The problem can be described as follow.
Input
__m256d a, b, c, d
Output
__m256d s = {a[0]+a[1]+a[2]+a[3], b[0]+b[1]+b[2]+b[3],
c[0]+c[1]+c[2]+c[3], d[0]+d[1]+d[2]+d[3]}
Work I have done so far
It seemed easy enough: two VHADD with some shuffling in-between but in fact combining all permutations featured by AVX can't generate the very permutation needed to achieve that goal.
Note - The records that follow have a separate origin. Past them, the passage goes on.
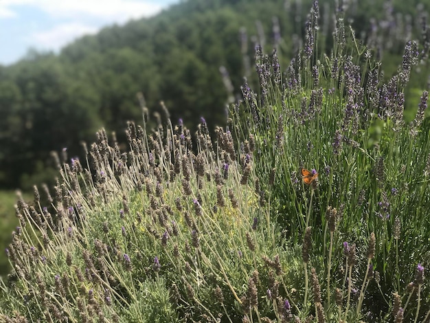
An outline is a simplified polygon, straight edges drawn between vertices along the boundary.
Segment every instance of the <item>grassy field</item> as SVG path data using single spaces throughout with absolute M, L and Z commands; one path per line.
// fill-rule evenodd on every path
M 5 249 L 12 242 L 12 232 L 19 225 L 15 216 L 14 205 L 16 203 L 16 194 L 14 191 L 0 191 L 0 276 L 4 276 L 11 269 Z
M 215 137 L 166 110 L 150 131 L 141 107 L 128 150 L 102 130 L 18 201 L 0 320 L 428 322 L 428 92 L 405 93 L 429 47 L 386 76 L 341 16 L 320 56 L 317 12 L 285 73 L 256 47 L 258 89 Z

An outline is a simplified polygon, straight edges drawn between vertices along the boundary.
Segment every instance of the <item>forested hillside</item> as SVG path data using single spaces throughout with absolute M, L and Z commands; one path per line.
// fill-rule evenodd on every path
M 335 3 L 320 3 L 319 32 L 328 43 L 318 44 L 320 52 L 330 48 Z M 358 38 L 387 57 L 387 73 L 401 61 L 407 39 L 428 41 L 425 27 L 422 32 L 428 1 L 348 3 L 337 10 L 345 11 L 345 24 Z M 154 17 L 106 27 L 59 55 L 32 52 L 0 66 L 0 187 L 49 182 L 50 152 L 67 147 L 69 157 L 78 155 L 80 142 L 92 142 L 100 126 L 122 135 L 127 120 L 142 118 L 138 92 L 152 120 L 163 100 L 172 120 L 182 118 L 191 129 L 201 117 L 223 124 L 243 77 L 250 83 L 256 77 L 255 45 L 267 53 L 276 48 L 285 70 L 306 39 L 311 5 L 310 0 L 185 1 Z M 417 80 L 417 87 L 427 86 L 426 78 Z

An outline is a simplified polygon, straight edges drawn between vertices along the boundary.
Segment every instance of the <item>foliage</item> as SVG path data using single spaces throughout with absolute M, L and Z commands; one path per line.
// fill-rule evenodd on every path
M 258 90 L 244 84 L 215 137 L 163 105 L 147 133 L 142 105 L 127 151 L 100 131 L 48 207 L 20 199 L 0 318 L 426 322 L 428 92 L 404 111 L 429 45 L 407 43 L 385 78 L 341 12 L 328 54 L 317 1 L 309 19 L 285 74 L 256 47 Z
M 391 75 L 405 42 L 421 36 L 420 12 L 428 5 L 367 2 L 345 6 L 346 23 L 378 48 Z M 163 100 L 172 120 L 182 118 L 194 129 L 203 116 L 213 133 L 215 125 L 225 125 L 226 103 L 239 96 L 243 76 L 258 84 L 251 72 L 255 45 L 276 47 L 286 65 L 300 48 L 310 5 L 310 0 L 189 0 L 156 16 L 83 37 L 58 56 L 32 52 L 0 67 L 0 185 L 31 187 L 29 178 L 38 165 L 52 166 L 52 151 L 67 147 L 70 155 L 82 157 L 80 142 L 93 140 L 102 126 L 125 140 L 124 124 L 140 118 L 139 91 L 152 111 L 161 112 Z M 332 47 L 335 6 L 334 1 L 321 6 L 321 52 Z M 224 86 L 226 80 L 232 87 Z M 418 87 L 427 82 L 416 80 Z

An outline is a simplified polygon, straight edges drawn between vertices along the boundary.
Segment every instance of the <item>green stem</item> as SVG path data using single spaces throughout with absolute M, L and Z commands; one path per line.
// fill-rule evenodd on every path
M 346 298 L 346 309 L 345 310 L 345 321 L 348 318 L 348 311 L 350 309 L 350 301 L 351 300 L 351 288 L 352 287 L 352 280 L 351 279 L 351 274 L 352 272 L 352 266 L 348 268 L 348 296 Z
M 363 280 L 363 285 L 361 285 L 361 290 L 360 291 L 360 298 L 359 299 L 359 304 L 357 307 L 357 315 L 360 313 L 361 310 L 361 305 L 363 304 L 363 300 L 364 299 L 364 287 L 366 285 L 366 282 L 367 280 L 367 276 L 369 275 L 369 267 L 370 266 L 370 260 L 371 259 L 369 258 L 367 259 L 367 267 L 366 269 L 366 274 L 364 276 L 364 280 Z
M 421 304 L 421 284 L 418 284 L 418 300 L 417 301 L 416 305 L 416 313 L 415 313 L 415 320 L 414 320 L 414 323 L 416 323 L 418 319 L 418 314 L 420 313 L 420 305 Z
M 304 267 L 304 300 L 303 302 L 303 306 L 305 309 L 308 308 L 308 264 L 303 263 Z
M 328 248 L 328 263 L 327 264 L 327 306 L 330 306 L 330 275 L 331 271 L 332 251 L 333 249 L 333 232 L 330 232 L 330 247 Z

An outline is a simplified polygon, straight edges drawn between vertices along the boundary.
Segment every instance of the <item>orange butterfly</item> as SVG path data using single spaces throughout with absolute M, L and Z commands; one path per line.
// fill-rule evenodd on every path
M 317 177 L 318 177 L 318 173 L 313 169 L 312 171 L 309 171 L 306 168 L 302 168 L 302 176 L 303 177 L 303 181 L 305 184 L 310 185 L 313 183 Z

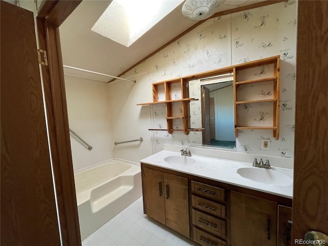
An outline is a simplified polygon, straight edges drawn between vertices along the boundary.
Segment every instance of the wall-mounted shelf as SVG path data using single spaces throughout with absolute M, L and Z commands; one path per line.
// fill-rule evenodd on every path
M 259 72 L 259 68 L 264 67 L 270 67 L 272 71 L 266 73 L 266 71 Z M 273 131 L 273 136 L 276 139 L 279 139 L 279 103 L 280 103 L 280 55 L 265 58 L 259 60 L 250 61 L 236 65 L 233 65 L 225 68 L 220 68 L 207 72 L 201 72 L 195 74 L 192 74 L 184 76 L 181 78 L 173 79 L 170 80 L 163 81 L 153 83 L 153 101 L 138 104 L 137 105 L 151 105 L 157 104 L 165 104 L 166 108 L 166 120 L 167 128 L 160 129 L 149 129 L 150 131 L 167 131 L 170 134 L 173 131 L 183 131 L 186 135 L 188 135 L 191 131 L 202 131 L 204 129 L 191 129 L 190 128 L 190 112 L 189 103 L 193 100 L 197 100 L 197 99 L 189 98 L 189 81 L 191 80 L 199 79 L 204 78 L 208 78 L 229 73 L 233 73 L 234 74 L 234 101 L 235 109 L 235 134 L 236 137 L 238 137 L 238 130 L 272 130 Z M 253 69 L 257 71 L 257 73 L 250 74 L 251 76 L 241 76 L 243 71 L 249 69 Z M 237 91 L 240 86 L 253 86 L 254 84 L 260 83 L 271 83 L 273 87 L 272 98 L 247 98 L 238 100 Z M 171 93 L 171 86 L 173 84 L 179 84 L 180 87 L 181 98 L 173 99 Z M 254 85 L 255 87 L 256 85 Z M 159 88 L 164 90 L 165 100 L 161 100 L 159 96 Z M 247 93 L 246 93 L 247 94 Z M 266 95 L 264 95 L 266 96 Z M 174 116 L 172 115 L 172 104 L 180 102 L 182 104 L 181 115 Z M 237 119 L 237 106 L 253 104 L 253 105 L 258 105 L 259 103 L 263 103 L 260 107 L 264 107 L 267 104 L 271 103 L 273 105 L 273 122 L 270 126 L 249 126 L 251 124 L 242 125 L 239 124 Z M 269 104 L 270 106 L 270 104 Z M 266 107 L 266 106 L 265 106 Z M 182 129 L 176 129 L 173 128 L 173 120 L 181 119 L 182 120 Z M 240 121 L 239 118 L 239 121 Z M 254 121 L 253 121 L 254 122 Z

Let me explain:
VHADD x, a, b => x = {a[0]+a[1], b[0]+b[1], a[2]+a[3], b[2]+b[3]}
VHADD y, c, d => y = {c[0]+c[1], d[0]+d[1], c[2]+c[3], d[2]+d[3]}
Were I able to permute x and y in the same manner to get
x1 = {a[0]+a[1], a[2]+a[3], c[0]+c[1], c[2]+c[3]}
y1 = {b[0]+b[1], b[2]+b[3], d[0]+d[1], d[2]+d[3]}
then
VHADD s, x1, y1 => s1 = {a[0]+a[1]+a[2]+a[3], b[0]+b[1]+b[2]+b[3],
c[0]+c[1]+c[2]+c[3], d[0]+d[1]+d[2]+d[3]}
which is the result I wanted.
Thus I just need to find how to perform
x,y => {x[0], x[2], y[0], y[2]}, {x[1], x[3], y[1], y[3]}
Unfortunately I came to the conclusion that this is provably impossible using any combination of VSHUFPD, VBLENDPD, VPERMILPD, VPERM2F128, VUNPCKHPD, VUNPCKLPD. The crux of the matter is that it is impossible to swap u[1] and u[2] in an instance u of __m256d.
Question
Is this really a dead end? Or have I missed a permutation instruction?